Halloween. Not ‘Happy’, just… Halloween. Today hurts more than I thought it would. All I can think about is life in the parallel universe that exists in my mind and heart. In that parallel universe, it’d be a fun, exciting day and I’d probably have Lucy dressed in a sweet little fuzzy honeybee costume, ready to go show her off to the world. I imagine we’d have gone up to the school first, to visit with Mindy our school secretary, and then buzz by Daddy’s classroom, maybe leaving candy behind for the students. We’d probably take a little road trip to visit with all of Lucy’s wonderful Grandmas, posing for pictures, and we’d all ooh and ah over how stinkin’ cute she is. There’d be sweet photos on Facebook and Instagram of her adorableness. We’d probably get home in time for a little nap and Daddy would be home soon after, we’d get dinner together and happily await the potential trick-or-treaters with the porch light on.
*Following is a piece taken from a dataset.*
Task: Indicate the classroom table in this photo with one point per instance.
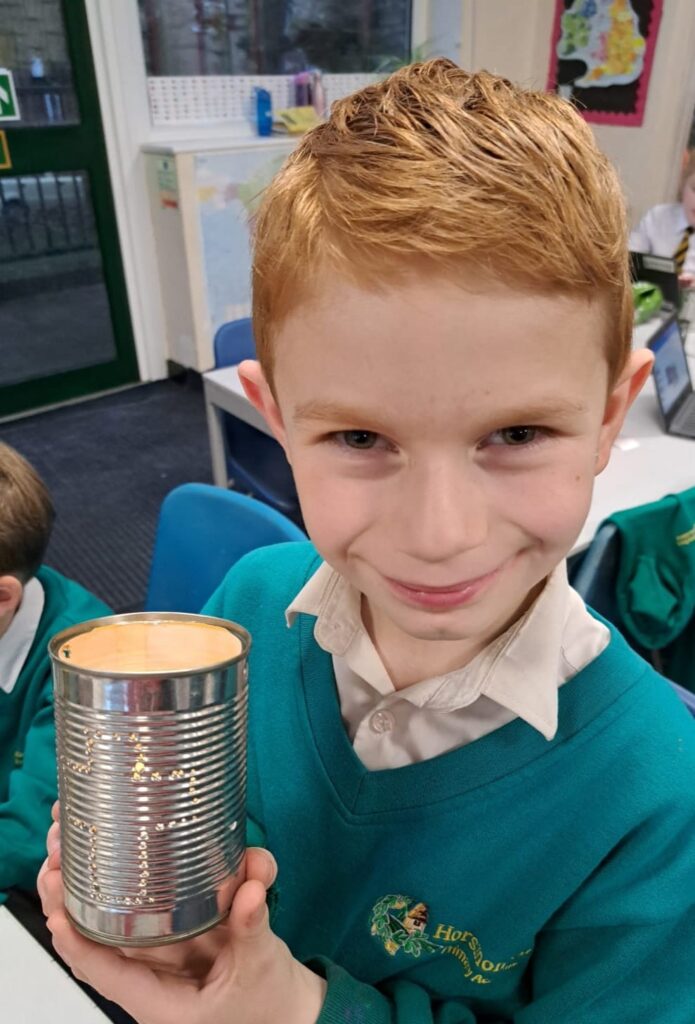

Instead, I am here alone, wishing for something that will never be, with tears in my eyes, a headache, and a broken heart. And this is only the beginning of the holiday season. I want to leave the porch light off tonight.

But, I’ll find a way to make it through this day, just as I have for the past 82 days.

Happy Halloween, Lucy, my sweet little honeybee. I love you so much.